Like Python R is a object-oriented scripting language, which basically means that you can assign objects to have specific features. Unlike other programming languages, R scripts are small and the syntax is not complicate, which make R generally easier to learn and use. However, like any language, R takes hours to learn the basics and a lifetime to master.
I will not start from R 101 (if you need basic introduction to R, I suggest you to take R Programming - R Language for Absolute Beginners from ND Udemy). Instead, I’ll start with something not terribly complicated but surprisingly useful.

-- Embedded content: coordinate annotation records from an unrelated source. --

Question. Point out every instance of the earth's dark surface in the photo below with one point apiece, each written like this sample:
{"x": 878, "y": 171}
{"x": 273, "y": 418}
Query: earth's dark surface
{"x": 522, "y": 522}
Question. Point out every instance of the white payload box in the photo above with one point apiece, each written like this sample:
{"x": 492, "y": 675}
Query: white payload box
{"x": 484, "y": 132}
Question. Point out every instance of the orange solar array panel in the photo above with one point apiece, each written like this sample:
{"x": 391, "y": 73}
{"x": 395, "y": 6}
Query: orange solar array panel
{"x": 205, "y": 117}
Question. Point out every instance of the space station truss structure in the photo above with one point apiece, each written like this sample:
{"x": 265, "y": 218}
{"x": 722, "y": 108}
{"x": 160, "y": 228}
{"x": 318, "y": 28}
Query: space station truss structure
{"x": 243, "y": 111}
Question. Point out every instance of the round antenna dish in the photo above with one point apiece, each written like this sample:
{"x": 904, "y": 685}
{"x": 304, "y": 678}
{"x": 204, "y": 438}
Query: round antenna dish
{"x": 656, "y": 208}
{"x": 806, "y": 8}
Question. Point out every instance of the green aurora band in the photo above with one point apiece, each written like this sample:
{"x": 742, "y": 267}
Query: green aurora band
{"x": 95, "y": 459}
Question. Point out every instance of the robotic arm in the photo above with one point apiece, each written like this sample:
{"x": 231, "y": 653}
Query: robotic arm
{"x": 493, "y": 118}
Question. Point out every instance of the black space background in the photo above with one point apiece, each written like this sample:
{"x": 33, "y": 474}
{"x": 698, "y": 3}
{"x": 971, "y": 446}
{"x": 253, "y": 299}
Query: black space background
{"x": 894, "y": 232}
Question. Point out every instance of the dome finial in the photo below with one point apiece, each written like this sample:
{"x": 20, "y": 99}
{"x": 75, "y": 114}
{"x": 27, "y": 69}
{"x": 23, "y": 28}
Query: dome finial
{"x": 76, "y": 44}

Tidy datasets provide a standardized way to link the structure of a dataset (its physical layout) with its semantics (its meaning). A standard makes initial data cleaning easier because you don’t need to start from scratch and reinvent the wheel every time. In tidy data:
A typical journey from raw data to results might involve many steps,
such as filtering cases, transforming values, summarising data, and then
running a statistical test. But one operator can link all these steps
together, while keeping our code efficient and readable, and that is
“pipe”. The pipe operator, written as %>%, takes the
output of one function and passes it into another function as an
argument. This allows us to link a sequence of analysis steps.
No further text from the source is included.